Roxanne Bowman Putman ministered to neighbors with herbal remedies.

One of these herb doctors from Buladean was Roxanna “Roxaner” Bowman Putman. Roxanne Bowman was born 12/8/1883 in the Buladean community of Mitchell County.  She was the daughter of George W. “Wash” Bowman (1854-1933) and Margaret Francis Bowman (1853-1946).  Roxanne and her mother and sisters worked hard to “keep the family fed, clothed, and healthy” during a difficult mountain existence.  They farmed and preserved food, spun thread and wove cloth, and knitted for their own family and for sale to earn cash for the necessities they couldn’t grow or make for themselves.  In her older years, Roxanne reminisced about the hard work, which she stoutly maintained, “won’t kill anybody.” On 11/16/1902 Roxanna married Charles Sidney Putman (8/12/1875 – 8/29/1952); he was the son of James Webster and Martha Reid Putman.  Roxanna and Sid lived with her parents for a time, then built a little home on a dirt road off Hughes Gap Road, “within sight of the Tennessee line.”  In 1916, they built a larger home, and she lived in it the rest of her life, cared for in her final years by her son Jim and his wife Vertie.

Roxanne and Sid Putman with 5 of their 7 children

Sid and Roxanna had 7 children:  Willard Putman (born 1903), Elmer Putman (1905-1980), Elsie Putman (1907-1909), Jason Putman (born 1910), James Delbert Putman (1913-1988), Viola Putman Hughes (born 1916), and G.W. “Wash” Putman (1920-2013).  When she was 93 years old, she boasted of having 36 grandchildren, 42 great-grandchildren, and 7 g-g-grandchildren – “a pretty good drove!” Author Elizabeth Hunter wrote a feature article about Roxanna in the Mitchell Journal of 10/5/1978 entitled “Buladean Herb Doctor.”  Of her doctoring visits Roxanne told Hunter that “Sometimes I stayed gone two or three days – till they were better – but I never took any money for what I did.” Her neighbors and those more distant sought after her herbal teas and “other remedies she learned from her half-Indian mother-in-law and from her own mother.”  Roxanne attributed her own longevity partly to that herb doctoring; “hard work, doctoring herself, and putting her faith in the Lord,” she claimed had kept her healthy.  She cautioned against relying on doctors “unless you want to die out soon.” Midwifery was not her preferred practice, but she did “catch” 28 babies during her time doctoring.  She most enjoyed healing those with ailments, and she “traveled from Johnson City to Elizabethton, Bakersville to Spruce Pine doctoring the sick.”

A section of Hunter’s article was devoted to some of Roxanne’s remedies:

  • To break a fever, make a tea of mountain dittany and pennyroyal (boil them).

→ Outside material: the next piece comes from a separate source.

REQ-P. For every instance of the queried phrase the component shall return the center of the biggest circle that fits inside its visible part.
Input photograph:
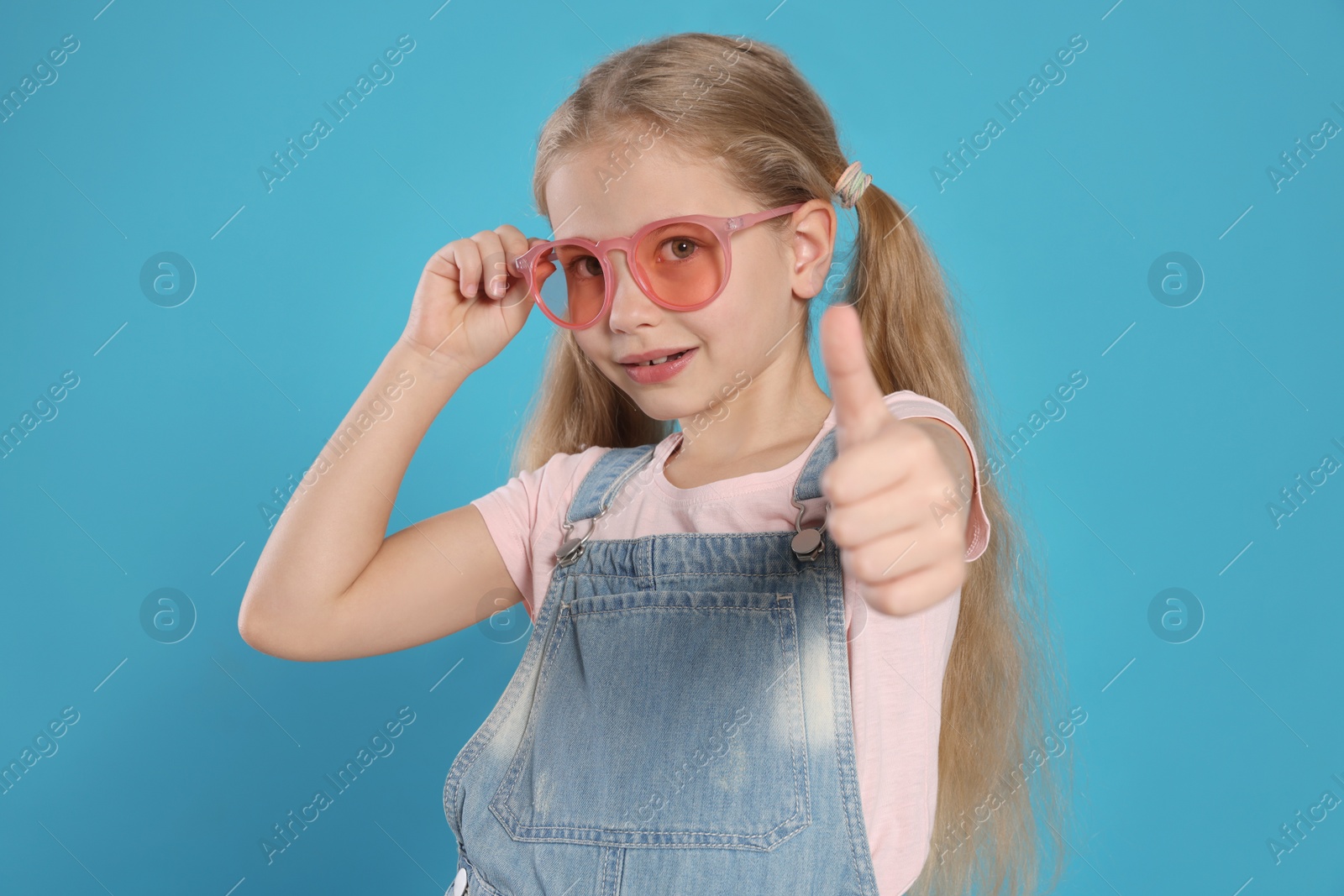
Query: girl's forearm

To this, add a half pint of whiskey.  Feed it to the person a little at a time until they have sweated well and the fever is broken.
  • To cure yellow jaundice, go to the south side of a yellow poplar, peel off the bark, boil it, and feed it to the sick person.
  • To cup a baby for the hives, rub the baby’s left shoulder to numb it, and make a small incision with a razor blade. Take a thimble with a hole in the bottom of it and place it over the incision.  Suck on it until a few drops of blood come up into the bottom of the thimble.  Take 3 drops of the blood, add it to breast milk, and feed it to the baby.
  • For side pleurisy, boil butterfly root and feed the tea to the sick person. This also works for appendicitis, Mrs. Bowman says, and will “keep you from getting cut on.”
  • For a child with diarrhea, dig red rattle root and boil a tea. This can also be used on cattle.

Roxanna was a member of Odom’s Chapel Free Will Baptist Church.  She died 5/22/1982, and she and Sid are buried in Hughes Cemetery.